Anyone run across the "Large Series" sockets? Just got a 357 (heh) ratchet, that uses the larger drive opening.
I've never seen or heard of a No. 357 ratchet, Cruzer. Are you sure it's not a No. 355? The No. 355 was a female only ratchet with an 11/16-inch opening that drove the standard pressed steel sockets from the outside. I have a set that Mossberg made for Syracuse that operated like that.
This past weekend I was able to pick up this set.
Nice find. I am curious about the piece in the upper right that looks like a solid hex nut.
On the top left hand corner it has 3 different sized slot screwdriver blades but there was no driver. So o guess that’s what is missing
What driver are you referring to?
The drive mechanism for the screwdriver bits has always been somewhat confusing and there is no good, clear, single explanation anywhere on the web.
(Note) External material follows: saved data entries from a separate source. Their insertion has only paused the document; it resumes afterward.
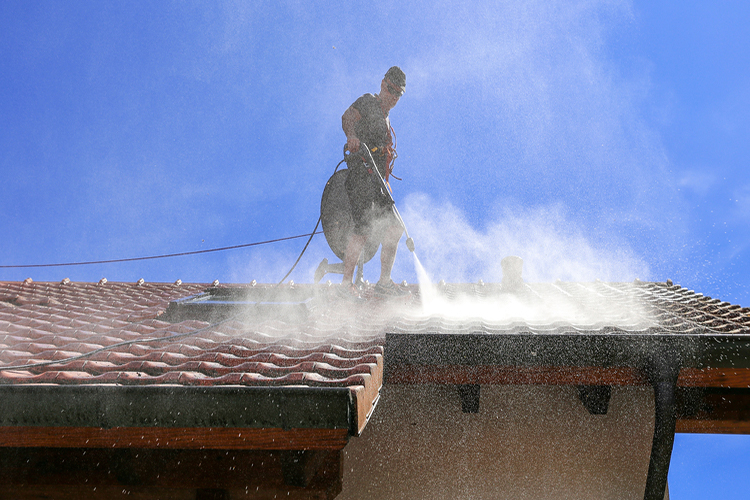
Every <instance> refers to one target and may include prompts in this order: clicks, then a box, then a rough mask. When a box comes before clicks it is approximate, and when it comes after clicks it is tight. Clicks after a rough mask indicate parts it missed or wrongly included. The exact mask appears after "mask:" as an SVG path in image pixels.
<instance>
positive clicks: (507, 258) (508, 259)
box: [500, 255, 523, 291]
mask: <svg viewBox="0 0 750 500" xmlns="http://www.w3.org/2000/svg"><path fill="white" fill-rule="evenodd" d="M500 265H501V266H502V268H503V281H502V283H501V285H502V289H503V290H509V291H513V290H518V289H519V288H521V287H522V286H523V277H522V274H523V259H522V258H521V257H517V256H515V255H509V256H508V257H505V258H504V259H503V260H501V261H500Z"/></svg>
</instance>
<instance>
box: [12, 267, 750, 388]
mask: <svg viewBox="0 0 750 500" xmlns="http://www.w3.org/2000/svg"><path fill="white" fill-rule="evenodd" d="M248 287H249V286H248V285H243V286H239V285H235V286H229V287H219V288H216V287H212V286H211V285H208V284H180V285H177V284H164V283H161V284H159V283H155V284H149V283H142V284H137V283H132V284H130V283H103V284H95V283H71V282H67V283H33V282H28V280H27V282H5V283H0V384H58V385H82V384H116V385H165V384H166V385H175V384H176V385H184V386H219V385H241V386H307V387H342V388H343V387H348V388H353V387H361V386H368V385H373V384H376V385H377V386H379V384H380V380H381V377H382V365H383V360H382V357H383V345H384V343H385V334H386V333H407V334H411V333H431V334H464V333H467V334H468V333H473V334H477V333H478V334H509V333H544V334H555V333H559V334H586V333H608V332H620V333H622V332H625V333H633V334H638V333H648V332H654V331H659V332H661V333H675V334H680V335H695V334H697V335H720V336H726V335H746V334H748V333H749V332H750V309H748V308H742V307H740V306H737V305H732V304H729V303H727V302H722V301H720V300H718V299H711V298H710V297H704V296H703V295H701V294H697V293H695V292H693V291H691V290H687V289H685V288H682V287H679V286H674V285H671V284H665V283H651V282H635V283H602V282H595V283H561V282H558V283H543V284H532V285H527V284H523V285H521V286H520V287H517V288H515V289H513V290H508V289H503V287H502V286H501V285H499V284H462V285H457V284H454V285H452V284H447V285H445V284H441V285H437V286H435V287H434V288H433V289H432V290H431V291H429V292H427V291H425V290H423V291H422V293H420V290H419V288H418V287H417V286H416V285H410V286H408V287H406V288H407V289H409V290H410V292H411V295H409V296H407V297H405V298H402V299H398V300H395V301H394V300H389V301H384V300H379V299H377V297H373V296H372V295H373V294H372V287H370V286H368V287H366V289H365V293H364V295H365V296H366V298H367V299H368V300H364V301H362V302H361V303H355V302H353V301H350V300H344V299H340V298H337V294H336V292H335V290H336V286H326V285H320V286H318V285H295V286H290V285H284V287H281V288H280V290H281V291H282V292H283V291H285V290H286V291H290V290H296V293H295V294H293V296H294V297H293V300H291V301H290V300H286V299H284V298H283V297H282V298H279V296H278V295H277V296H276V298H273V299H268V296H266V299H265V300H261V299H258V298H257V297H256V298H255V299H252V298H251V299H249V300H244V301H237V300H236V299H234V301H235V302H237V303H238V304H239V305H238V307H239V309H238V313H237V314H235V315H234V316H230V317H229V318H226V319H224V320H223V321H221V322H219V323H218V324H216V323H210V322H208V321H201V320H200V319H187V320H180V321H177V322H169V321H166V320H165V319H169V315H165V314H164V313H165V312H166V311H167V309H168V306H169V304H170V302H172V301H176V300H179V299H185V298H186V297H193V296H198V297H200V296H201V294H203V293H204V292H206V291H211V290H214V291H216V290H221V289H225V290H226V289H234V290H235V291H237V290H239V291H240V292H241V291H242V290H243V289H248ZM253 288H255V289H256V290H266V291H269V290H279V289H274V288H273V287H272V286H270V285H258V286H257V287H253ZM209 295H210V294H209ZM236 295H237V294H236V293H235V296H236ZM227 302H229V303H231V302H232V300H229V301H226V300H225V301H223V303H225V304H226V303H227ZM261 302H262V303H263V304H264V306H269V307H270V308H271V309H269V310H268V311H270V315H269V314H266V315H264V316H263V317H259V316H257V315H255V314H253V312H252V311H253V310H248V309H242V307H243V306H244V305H247V304H248V303H253V304H258V303H261ZM289 302H294V303H295V304H297V305H301V306H303V307H304V310H305V315H304V317H302V318H295V319H294V320H292V321H285V320H284V318H283V317H274V315H273V311H274V309H273V308H274V307H276V306H280V305H282V304H283V305H288V304H289ZM279 310H281V309H279ZM268 311H267V312H268ZM172 321H174V318H172ZM30 365H31V366H30ZM376 390H377V389H376Z"/></svg>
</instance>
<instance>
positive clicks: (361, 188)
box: [341, 66, 406, 295]
mask: <svg viewBox="0 0 750 500" xmlns="http://www.w3.org/2000/svg"><path fill="white" fill-rule="evenodd" d="M405 90H406V75H405V74H404V72H403V71H402V70H401V68H399V67H398V66H393V67H392V68H390V69H389V70H388V71H387V72H386V74H385V76H384V77H383V80H382V81H381V82H380V93H379V94H374V95H373V94H364V95H363V96H361V97H360V98H358V99H357V100H356V101H354V103H353V104H352V105H351V106H349V108H348V109H347V110H346V111H345V112H344V115H343V116H342V117H341V127H342V128H343V129H344V134H346V149H347V150H348V151H349V153H350V154H349V156H348V157H347V158H348V159H347V164H348V169H349V174H348V175H347V178H346V193H347V195H348V196H349V205H350V206H351V210H352V218H353V220H354V230H353V232H352V234H350V236H349V241H348V242H347V247H346V252H345V256H344V278H343V280H342V285H343V286H346V287H347V288H348V291H349V292H351V293H352V294H354V295H356V294H357V290H356V287H355V286H354V285H353V283H352V278H353V276H354V268H355V266H356V265H357V260H358V259H359V254H360V252H361V251H362V249H363V248H364V246H365V244H366V243H367V240H368V238H372V237H379V238H381V241H380V243H381V244H382V248H381V249H380V279H379V280H378V283H377V285H375V292H376V293H379V294H381V295H401V294H403V293H404V292H403V291H402V290H400V289H399V287H398V285H396V284H395V283H394V282H393V280H392V279H391V271H392V270H393V264H394V262H395V261H396V250H397V248H398V241H399V239H400V238H401V234H402V233H403V227H402V225H401V224H400V223H399V221H398V219H397V218H396V216H395V214H394V213H393V209H392V204H393V201H392V199H391V198H390V196H388V193H385V192H383V189H384V188H382V187H381V184H382V183H381V182H380V180H379V179H377V178H374V179H373V177H372V176H377V175H378V174H377V172H373V171H372V168H371V166H370V165H368V163H367V161H365V155H366V153H364V154H363V152H361V151H360V147H361V145H362V143H364V144H366V145H367V147H368V149H369V150H370V152H371V153H372V157H373V159H374V160H375V163H376V165H377V167H378V170H379V171H380V173H381V174H382V175H383V177H384V178H385V180H386V182H387V181H388V177H389V176H390V174H391V171H392V169H393V161H394V160H395V159H396V149H395V144H394V140H393V137H394V134H393V128H392V127H391V121H390V117H389V112H390V111H391V109H393V107H394V106H395V105H396V103H398V100H399V98H400V97H401V96H402V95H403V93H404V91H405ZM368 159H369V157H368Z"/></svg>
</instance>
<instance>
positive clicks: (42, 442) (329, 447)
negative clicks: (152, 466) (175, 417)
mask: <svg viewBox="0 0 750 500" xmlns="http://www.w3.org/2000/svg"><path fill="white" fill-rule="evenodd" d="M348 439H349V434H348V429H288V430H284V429H276V428H273V429H260V428H223V427H214V428H172V427H114V428H111V429H102V428H98V427H34V426H10V427H0V447H51V448H144V449H218V450H340V449H342V448H344V446H346V443H347V442H348Z"/></svg>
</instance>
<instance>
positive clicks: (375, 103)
mask: <svg viewBox="0 0 750 500" xmlns="http://www.w3.org/2000/svg"><path fill="white" fill-rule="evenodd" d="M352 107H353V108H354V109H356V110H357V111H359V115H360V116H361V119H360V120H359V121H358V122H357V123H356V124H355V126H354V133H355V134H356V135H357V138H359V140H360V141H362V142H364V143H365V144H367V146H368V147H370V149H372V148H375V147H377V148H378V149H380V148H382V147H385V146H390V145H391V144H392V139H391V122H390V120H389V119H388V115H386V114H384V113H383V108H381V107H380V102H378V98H377V97H375V96H374V95H373V94H365V95H363V96H362V97H360V98H359V99H357V100H356V101H354V104H352Z"/></svg>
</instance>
As best as I have been able to determine...
The earliest Auto-Cle sets (and by that I mean true Auto-Cle, Contal's French company), the Auto-Cle sets that Railway Appliances was making under license to Contal before Q.M.S., and the sets that Q.M.S. was making before Mossberg, had a short drive adaptor. It was male-male. One end plugged into the ratchet. The other end had a hole with a step in it, creating a half-round opening, where the half-round drive end of the bit went. The adaptor was missing from my early American (guessing RAC) Auto-Cle set, but Farmer J's early Auto-Cle British set included it. You can see what I am referring to on page 1 in posts #7 and #8, and then in close-up detail on page 2 in post #47 in the early Mossberg sets/research thread, linked
here.
Mossberg adopted that half-round opening and put it in the end of the drive stud on the No. 310 1/2-inch drive Tee handle in their small leatherette and wood box sets. These sets had no ratchet. The Tee handle turned the sockets and the screwdriver bits. I don't own any small sets or a No. 310 Tee handle, but it is pictured and described, including the screwdriver bit opening, on AA.
But that's where it gets confusing fast. The bigger Mossberg sets, like the No. 11 and the No. 14, did not have No. 310 folding Tee handles, and no ad illustration that I know if shows or includes in its contents list any piece described as a screwdriver bits adaptor or driver (like the earliest Auto-Cle sets). Leading to the question -
what then drove the screwdriver bits?! AA doesn't explain it, and I have not found an explanation anywhere else.
I suspect (and it's only a theory) that the half-round opening that was in the end of the early Auto-Cle adaptor, adapted by Mossberg into the end of the No. 310 folding Tee handle, was later put by Mossberg into the end of the extensions. This ad shows you what I mean. See the red circle I added? I believe that's the half-round drive opening for the screwdriver bits. They even showed the bits near that corner, I believe, for that purpose. The extensions in my No. 14 set do not have such an opening, but my set does not include screwdriver bits. Please check the ends of your extensions.